Ainsi, il sera question d'un concept de spectacle où Patrick Bruel chante pendant trois heures le thème de Walking Dead, de remerciements à leur équipe qui a notamment, au son, un muffin (muffin au son, la pognez-vous?), de jokes de «nachos» sur les femmes (le numéro sur les différences hommes-femmes est une critique frontale et insensée de toutes les platitudes que l'humour a pu nous servir sur le sujet), de jus d'orange, d'essence de vanille, de chips et de yogourt nature, d'ours polaire et de santé mentale, du refus de mimer des sacs de plastique dans un sketch au centre commercial, de patinage autistique, et de la meilleure blague du spectacle selon le Denis barbu, soit celle sur la mascotte Youppi qui s'empare de la rondelle d'oignon. Tellement bonne, selon lui, qu'il fallait appeler Yvon Deschamps parce que «yé temps qu'il sache qui a repris le flambeau de l'humour au Québec».

L'art de la blague qui tombe à plat

Dire simplement que Les Denis Drolet font de l'humour «absurde» ne leur rend pas assez justice. Ce qu'ils font est indéfinissable et est pourtant réglé au quart de tour dans ce spectacle assez court (moins de 1 h 30 min) qui ne compte aucun temps mort.
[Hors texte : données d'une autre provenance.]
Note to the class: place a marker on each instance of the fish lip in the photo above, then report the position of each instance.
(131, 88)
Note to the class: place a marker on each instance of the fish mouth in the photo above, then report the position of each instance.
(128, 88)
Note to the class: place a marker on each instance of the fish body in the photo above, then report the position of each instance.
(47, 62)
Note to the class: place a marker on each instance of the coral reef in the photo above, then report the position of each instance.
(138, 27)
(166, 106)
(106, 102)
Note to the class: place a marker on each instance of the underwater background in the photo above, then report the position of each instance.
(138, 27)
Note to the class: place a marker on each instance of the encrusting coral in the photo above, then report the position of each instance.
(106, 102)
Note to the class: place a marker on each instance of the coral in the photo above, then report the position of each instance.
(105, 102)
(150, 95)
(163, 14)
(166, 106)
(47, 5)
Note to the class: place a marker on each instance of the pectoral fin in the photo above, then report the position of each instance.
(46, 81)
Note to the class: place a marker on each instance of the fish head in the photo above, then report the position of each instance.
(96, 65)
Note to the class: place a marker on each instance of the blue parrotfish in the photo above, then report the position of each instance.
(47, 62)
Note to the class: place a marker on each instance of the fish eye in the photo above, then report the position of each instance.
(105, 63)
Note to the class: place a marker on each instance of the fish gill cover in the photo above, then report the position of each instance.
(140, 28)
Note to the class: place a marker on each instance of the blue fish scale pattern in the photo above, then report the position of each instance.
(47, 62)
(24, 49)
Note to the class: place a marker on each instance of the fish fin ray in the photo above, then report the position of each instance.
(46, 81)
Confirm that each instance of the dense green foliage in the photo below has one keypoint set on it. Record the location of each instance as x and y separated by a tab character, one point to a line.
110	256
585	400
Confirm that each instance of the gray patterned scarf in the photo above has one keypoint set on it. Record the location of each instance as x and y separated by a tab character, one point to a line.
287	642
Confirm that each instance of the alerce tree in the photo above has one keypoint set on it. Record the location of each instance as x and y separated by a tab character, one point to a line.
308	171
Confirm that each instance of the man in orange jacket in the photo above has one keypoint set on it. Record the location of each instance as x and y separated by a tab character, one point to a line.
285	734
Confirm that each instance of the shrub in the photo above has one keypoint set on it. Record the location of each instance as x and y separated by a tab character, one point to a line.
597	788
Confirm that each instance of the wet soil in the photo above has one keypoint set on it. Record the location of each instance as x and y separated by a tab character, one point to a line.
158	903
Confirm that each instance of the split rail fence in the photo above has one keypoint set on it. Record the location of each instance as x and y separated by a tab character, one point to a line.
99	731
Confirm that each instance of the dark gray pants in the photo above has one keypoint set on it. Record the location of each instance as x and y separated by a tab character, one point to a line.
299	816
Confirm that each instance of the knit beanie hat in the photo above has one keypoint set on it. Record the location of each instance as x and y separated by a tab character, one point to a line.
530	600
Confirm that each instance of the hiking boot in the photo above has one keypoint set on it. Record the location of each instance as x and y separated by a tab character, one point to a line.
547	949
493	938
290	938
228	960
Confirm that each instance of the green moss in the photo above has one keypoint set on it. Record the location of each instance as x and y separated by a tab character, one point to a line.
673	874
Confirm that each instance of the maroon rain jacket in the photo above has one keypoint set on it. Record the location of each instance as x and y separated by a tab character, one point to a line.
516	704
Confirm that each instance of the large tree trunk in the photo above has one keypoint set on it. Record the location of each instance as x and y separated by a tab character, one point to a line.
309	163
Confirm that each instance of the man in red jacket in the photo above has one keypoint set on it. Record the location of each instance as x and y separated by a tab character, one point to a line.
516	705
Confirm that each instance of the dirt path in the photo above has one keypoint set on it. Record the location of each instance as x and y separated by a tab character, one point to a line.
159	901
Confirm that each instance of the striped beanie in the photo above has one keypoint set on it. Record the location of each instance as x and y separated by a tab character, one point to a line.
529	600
Cela tient au suspense: l'humour des Denis Drolet est tellement imprévisible, parfois même violent, qu'on est toujours sous tension, ne sachant jamais quand ils vont déraper ou se saboter volontairement. Ça n'existe pas, une mauvaise joke des Denis, puisque le mauvais est leur carburant et que la blague qui tombe à plat est un idéal porté aux nues.

Ne voir aucun punch arriver, c'est un peu le but de leur anti-«humour ordinaire». Et on se dit que la légalisation prochaine du cannabis est la seule chose qui pourrait élargir leur public.

On ajoute qu'avec ce quatrième spectacle, le côté fusionnel des Denis Drolet est à son apogée. Il faut que ces deux gars-là s'aiment beaucoup pour se comprendre autant et retenir des textes qui semblent n'avoir aucun début, milieu, ni fin. Comment font-ils pour ne pas se perdre en nous perdant? On peut même parler d'une «bromance» passionnelle, magnifiquement illustrée par la chanson La douche, où l'on passe d'un gentil savonnage entre chums qui jasent sous la douche, à la fellation puis à la baise la plus brutale.

Le plus drôle avec Les Denis Drolet est que leur humour tripote notre inconscient, il change même notre ADN de spectateurs. Leur spectacle nous suit longtemps après sa fin, quand on se surprend à fredonner leurs tounes et à répéter leurs niaiseries entre convertis. C'est un peu ça, l'affaire : ils nous invitent, comme un privilège, à partager l'intimité de leur gang de deux qui fait des blagues qu'eux seuls comprennent, et qu'on finit par faire nôtres. C'est bien pour ça qu'on les aime.

* * * *

En attendant le beau temps. Les Denis Drolet.